Long GC Pauses are undesirable for applications. It affects your SLAs; it results in poor customer experiences, and it causes severe damages to mission critical applications. Thus in this article, I have laid out key reasons that can cause long GC pauses and potential solutions to solve them.

1. High Object Creation Rate

If your application’s object creation rate is very high, then to keep with it, garbage collection rate will also be very high. High garbage collection rate will increase the GC pause time as well. Thus, optimizing the application to create less number of objects is THE EFFECTIVE strategy to reduce long GC pauses. This might be a time-consuming exercise, but it is 100% worth doing. In order to optimize object creation rate in the application, you can consider using java profilers like JProfiler, YourKit, JVisualVM….).

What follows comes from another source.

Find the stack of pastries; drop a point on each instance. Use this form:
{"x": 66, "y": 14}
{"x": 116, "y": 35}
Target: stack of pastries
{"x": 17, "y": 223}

These profilers will report

• What are the objects that created?
• What is the rate at which these objects are created?
• What is the amount of space they are occupying in memory?
• Who is creating them?

Always try to optimize the objects which occupy the most amount of memory. Go after big fish in the pond.

bulb-1  Tit-bit: How to figure out object creation rate?

Upload your GC log to the Universal Garbage Collection log analyzer tool GCEasy. This tool will report the object creation rate. There will be field by name ‘Avg creation rate’ in the section ‘Object Stats.’ This field will report the object creation rate. Strive to keep this value lower always. See the image (which is an excerpt from the GCEasy generated report), showing the ‘Avg creation rate’ to be 8.83 mb.sec.

 2. Undersized Young Generation

When young Generation is undersized, objects will be prematurely promoted to Old Generation. Collecting garbage from old generation takes more time than collecting it from young Generation. Thus increasing young generation size has a potential to reduce the long GC pauses. Young Generation can be increased setting either one of the two JVM arguments

-Xmn: specifies the size of the young generation

-XX:NewRatio: Specifies ratio between the old and young generation. For example, setting -XX:NewRatio=3 means that the ratio between the old and young generation is 3:1. i.e. young generation will be fourth of the overall heap. i.e. if heap size is 2 GB, then young generation size would be 0.5 GB.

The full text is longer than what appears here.